PAN M 360: Is the Bab L’Bluz line-up a mix? What are the origins of each member? Are they all from Marrakesh or are they all based in Morocco?
YM & BB: Yes, the Bab L’Bluz line-up is mixed, in a way. Yousra is from El Jadida in Morocco, she’s of Arab-Berber origin, Brice is from Annecy and he doesn’t know his origins, Hafid is from Lyon and of Tunisian origin, and Jérôme is Spanish. The group was created by Yousra and Brice in Marrakech and developed into a four-person group in Lyon. Before the lockdown, the two founders of the group lived between Lyon and Marrakech.
PAN M 360: In the current context where several regions of the Sahara are becoming zones conducive to ethnic strife and religious violence, do you see a commitment to your free and progressive music? Do you believe you have a role to play?

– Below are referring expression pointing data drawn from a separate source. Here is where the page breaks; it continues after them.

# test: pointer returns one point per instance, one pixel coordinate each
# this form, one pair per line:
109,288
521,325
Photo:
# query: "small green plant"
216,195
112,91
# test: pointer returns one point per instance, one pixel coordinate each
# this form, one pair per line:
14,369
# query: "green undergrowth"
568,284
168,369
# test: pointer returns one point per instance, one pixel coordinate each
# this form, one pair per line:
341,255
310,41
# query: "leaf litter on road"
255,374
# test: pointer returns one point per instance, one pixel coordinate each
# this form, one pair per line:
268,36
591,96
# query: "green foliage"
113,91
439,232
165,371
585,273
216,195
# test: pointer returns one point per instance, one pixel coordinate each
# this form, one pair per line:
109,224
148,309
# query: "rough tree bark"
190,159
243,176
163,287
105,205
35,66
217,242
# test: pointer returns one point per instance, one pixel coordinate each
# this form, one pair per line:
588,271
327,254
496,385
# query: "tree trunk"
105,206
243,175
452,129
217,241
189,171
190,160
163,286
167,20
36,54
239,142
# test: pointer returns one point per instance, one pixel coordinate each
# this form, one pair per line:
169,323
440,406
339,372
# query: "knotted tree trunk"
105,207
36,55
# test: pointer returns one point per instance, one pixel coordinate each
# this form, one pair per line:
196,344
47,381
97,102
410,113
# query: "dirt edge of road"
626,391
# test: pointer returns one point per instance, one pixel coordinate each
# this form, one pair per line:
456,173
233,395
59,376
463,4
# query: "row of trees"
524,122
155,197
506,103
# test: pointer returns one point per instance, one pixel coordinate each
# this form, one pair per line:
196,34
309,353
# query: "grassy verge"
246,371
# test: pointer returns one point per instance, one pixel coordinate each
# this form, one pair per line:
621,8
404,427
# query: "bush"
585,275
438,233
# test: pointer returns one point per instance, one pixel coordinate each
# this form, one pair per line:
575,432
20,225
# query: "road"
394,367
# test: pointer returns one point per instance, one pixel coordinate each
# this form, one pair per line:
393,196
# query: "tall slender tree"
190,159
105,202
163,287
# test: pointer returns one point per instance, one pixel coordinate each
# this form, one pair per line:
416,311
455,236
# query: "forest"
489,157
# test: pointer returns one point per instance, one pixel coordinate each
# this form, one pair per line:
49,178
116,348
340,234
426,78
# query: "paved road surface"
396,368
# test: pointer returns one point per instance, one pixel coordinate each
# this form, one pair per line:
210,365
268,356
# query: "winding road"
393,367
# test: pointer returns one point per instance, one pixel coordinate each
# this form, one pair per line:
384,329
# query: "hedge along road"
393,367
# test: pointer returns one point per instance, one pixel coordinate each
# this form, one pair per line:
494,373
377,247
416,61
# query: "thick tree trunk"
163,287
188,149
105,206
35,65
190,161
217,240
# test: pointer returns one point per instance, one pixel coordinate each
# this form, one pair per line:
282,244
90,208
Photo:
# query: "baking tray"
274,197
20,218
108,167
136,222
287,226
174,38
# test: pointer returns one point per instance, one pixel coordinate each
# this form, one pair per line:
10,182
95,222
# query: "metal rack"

YM & BB: Indeed, music could play a fundamental role in the reintegration of peace in areas with a tendency towards conflict, especially over identity or religion. We must succeed in transmitting the idea and highlighting the fact that cultural difference has always brought richness, and that in today’s world all cultures are impregnated by the traces of other previous local cultures, or foreign cultures that ended up becoming local at some point by mixing with already existing cultures. As for the subject of religion, it’s enough to put forward the foundations of all religions, which have a lot in common, and thus transmit the values of peace, love, tolerance, benevolence, and respect through music. We fight an inner struggle every day to become better people, and believe that through the vibrations of music, we’ll end up touching the hearts of many.
PAN M 360: What are the next steps in your development? Do you have any new recording projects, remixes, collaborations?
YM & BB: To be able to play in as many places as possible, to share our first album live, then to compose and, why not, think about collaborations or remixes! If you have any ideas, don’t hesitate!
PAN M 360: For Mundial Montréal, what are you planning to play? Where will you be? How was the film set designed?
YM & BB: Unfortunately, there won’t be a film set for us in this edition, it will be in the form of an interview with a focus on our existing sounds, but we very much hope to see you live next year. Inch’Allah!